Todos somos conscientes de los rincones «oscuros» de nuestro corazón que nos entristecen, que nos averenzan y desaniman, que rechazamos y desearíamos que no estuvieran ahí. Pero también somos conscientes que por más esfuerzos que hacemos para eliminarlos seguirán ahí. ¡Pareciera que se hacen más fuerte cuando más esfuerzo ponemos en que desaparezcan!
 Algunos de ellos  son de elaboración propia. Muchas de las zonas oscuras de nuestro interior son el resultado de nuestras propias decisiones, aunque también existen otras que no lo son.
Nos ocupamos por dirigir todas nuestras oraciones a ese lugar. Nos preocupamos por eliminar de nosotros toda imperfección como si estuviéramos condenados por ello. Nos sentenciamos a nosotros mismos por no ser lo suficientemente perfectos como desearíamos. Lo totalmente puros como nos gustaría. Nos castigamos por no ser perfectos, puros e inmaculados.

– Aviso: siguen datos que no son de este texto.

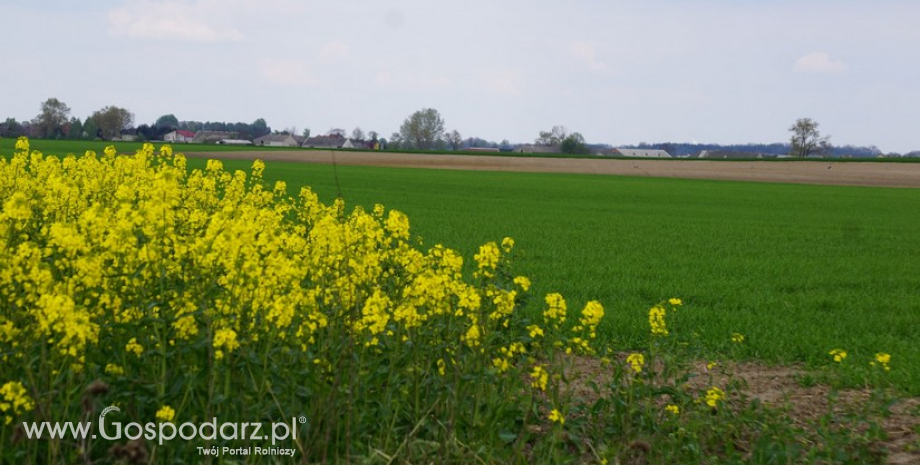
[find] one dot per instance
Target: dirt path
(883, 174)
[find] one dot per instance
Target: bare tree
(53, 115)
(422, 129)
(454, 140)
(111, 120)
(806, 139)
(552, 137)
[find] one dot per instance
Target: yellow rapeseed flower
(714, 396)
(166, 414)
(656, 321)
(883, 359)
(133, 346)
(636, 361)
(539, 378)
(555, 416)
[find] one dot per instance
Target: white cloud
(819, 62)
(287, 72)
(334, 51)
(172, 20)
(587, 54)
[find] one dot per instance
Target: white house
(641, 153)
(278, 140)
(180, 135)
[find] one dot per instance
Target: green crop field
(798, 270)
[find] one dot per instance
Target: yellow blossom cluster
(714, 396)
(126, 267)
(14, 400)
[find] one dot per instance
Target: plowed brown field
(886, 174)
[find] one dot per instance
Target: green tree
(90, 128)
(574, 144)
(76, 129)
(111, 120)
(167, 121)
(260, 128)
(454, 140)
(423, 129)
(806, 139)
(53, 115)
(554, 136)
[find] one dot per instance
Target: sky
(618, 72)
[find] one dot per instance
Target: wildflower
(524, 282)
(656, 321)
(486, 260)
(883, 359)
(556, 311)
(591, 316)
(838, 354)
(224, 339)
(166, 414)
(540, 377)
(114, 369)
(555, 416)
(133, 346)
(535, 331)
(636, 362)
(714, 396)
(14, 400)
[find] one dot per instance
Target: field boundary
(880, 174)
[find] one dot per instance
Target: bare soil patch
(781, 387)
(884, 174)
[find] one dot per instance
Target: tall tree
(260, 128)
(53, 115)
(90, 128)
(111, 120)
(806, 139)
(454, 140)
(422, 129)
(76, 129)
(168, 121)
(554, 136)
(574, 144)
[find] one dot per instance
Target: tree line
(424, 129)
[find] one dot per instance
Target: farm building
(641, 153)
(279, 140)
(180, 135)
(732, 155)
(532, 148)
(234, 142)
(325, 142)
(211, 137)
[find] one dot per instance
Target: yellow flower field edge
(189, 296)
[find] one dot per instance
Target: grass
(799, 270)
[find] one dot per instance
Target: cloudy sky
(619, 72)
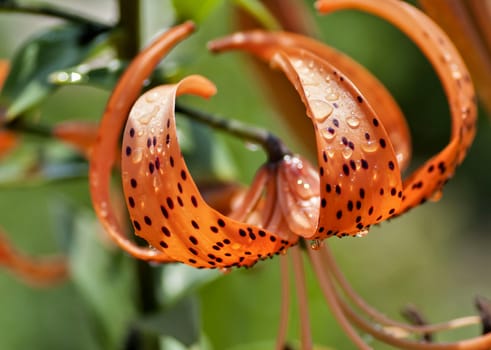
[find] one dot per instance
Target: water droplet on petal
(436, 196)
(316, 244)
(353, 121)
(332, 96)
(320, 109)
(347, 152)
(328, 134)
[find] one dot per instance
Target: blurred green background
(436, 257)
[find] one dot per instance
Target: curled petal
(360, 181)
(165, 205)
(104, 151)
(428, 180)
(264, 44)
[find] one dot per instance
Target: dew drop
(353, 121)
(370, 146)
(347, 152)
(330, 151)
(320, 109)
(332, 96)
(436, 196)
(103, 210)
(328, 134)
(146, 117)
(251, 146)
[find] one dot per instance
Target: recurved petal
(164, 203)
(265, 44)
(428, 180)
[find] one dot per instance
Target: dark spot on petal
(147, 220)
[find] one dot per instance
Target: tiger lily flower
(361, 151)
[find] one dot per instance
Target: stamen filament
(379, 317)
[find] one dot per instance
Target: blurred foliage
(435, 256)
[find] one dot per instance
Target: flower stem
(272, 145)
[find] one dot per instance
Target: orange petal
(428, 180)
(360, 181)
(80, 134)
(375, 93)
(467, 24)
(164, 203)
(115, 115)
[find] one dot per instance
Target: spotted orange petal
(428, 180)
(384, 105)
(360, 181)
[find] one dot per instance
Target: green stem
(21, 126)
(272, 145)
(46, 10)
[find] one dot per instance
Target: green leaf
(260, 12)
(194, 10)
(178, 280)
(205, 152)
(55, 49)
(105, 277)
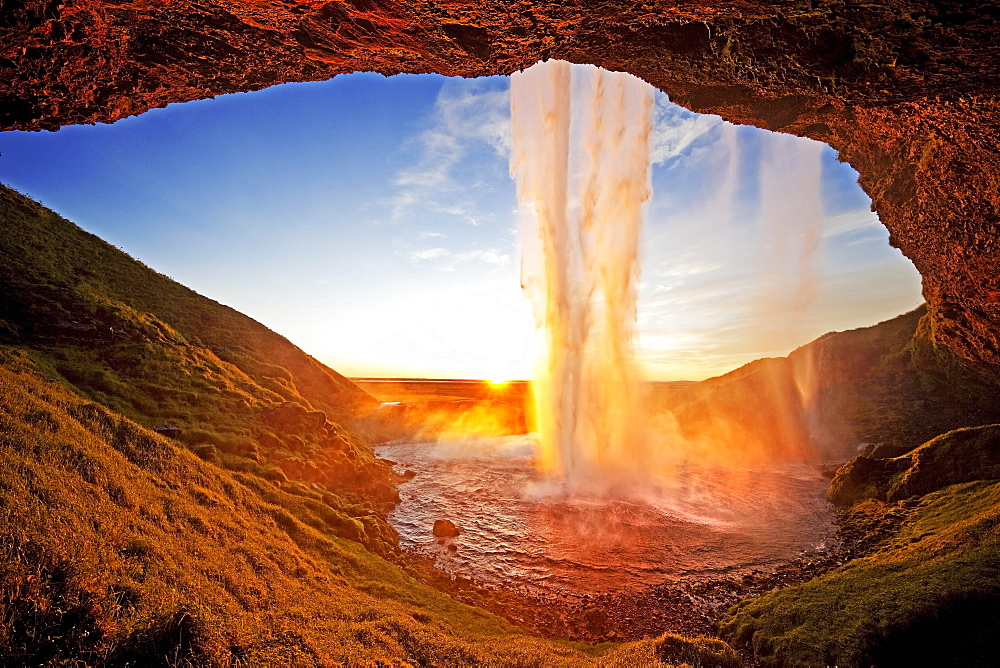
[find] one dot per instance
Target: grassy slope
(255, 539)
(884, 384)
(114, 331)
(929, 596)
(120, 546)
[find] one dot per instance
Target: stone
(445, 529)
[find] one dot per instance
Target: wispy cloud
(467, 119)
(676, 130)
(430, 254)
(485, 256)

Pero hay algo de lo que tenemos que ser muy conscientes actuando así. Al poner en el centro de nuestra vida espiritual la imperfección, la impureza y el pecado lo que logramos es darles un lugar central y privilegiado. Actuando de esta manera comenzamos a girar en torno a la imperfección y al pecado, alrededor de la falta de pureza y de las zonas oscuras de nuestro corazón, y el centro de nuestra vida tiene que ser Jesús y su evangelio. El centro de nuestra vida, el eje de nuestra existencia es Jesús y su mandamiento del amor. Si nos preocupamos de arrancar la cizaña nos olvidamos de lo fundamental que es cultivar el trigo.
La búsqueda de la perfección es a veces un intento por tener el control. Por eliminar la dependencia a la misericordia de Dios. Un intento malicioso por autoglorificarnos a nosotros mismos creyéndonos mejores que los demás. Con todos los esfuerzos e intentos que has hecho por eliminar las imperfecciones de tu vida ¿qué has logrado?¿Haz crecido en la caridad? ¿Aumentó tu solidaridad? ¿Eres más compasivo? ¿Sonríes más? ¿Tienes mayor generosidad? ¿Eres más paciente, comprensivo, humano?
El problema de los fariseos y los escribas es que, mientras están  empeñados en cumplir con las tradiciones de purificación externa de sus antepasados, se olvidan de lo principal que es purificar el corazón. Nuestra tarea no es eliminar las imperfecciones y zonas oscuras sino hacer espacio a Jesús en el corazón. Dios hace puro el corazón. Su presencia en nuestro corazón es la que nos hace santos. De lo que tenemos que ocuparnos es de poner en el centro de nuestra vida a Jesús, su evangelio y el mandamiento del amor.
Para crecer y madurar en la fe primero tenemos que abrazar nuestras imperfecciones, impurezas y pecados. No podemos cambiar nada que no aceptemos primero.
No debemos avergonzarnos de nuestra vulnerabilidad o de nuestra naturaleza frágil. En ella encontramos compasión, dulzura, perdón, bondad, clemencia y compasión de Dios. Tal vez logres quitar todas las imperfecciones de tu vida, pero también es probable que elimines la única manera que tienes de experimentar el amor gratuito de Dios. No digo que dejemos que crezca la cizaña, (avaricia, envidia, soberbia, etc.) lo que digo es que debemos ocuparnos por cultivar el trigo de la bondad, la compasión, la dulzura, la solidaridad, etc. Dios vive en el corazón de aquellos que siendo conscientes de su fragilidad humana se lanzan a vivir el mandamiento del amor, porque se han sentido amados incondicionalmente.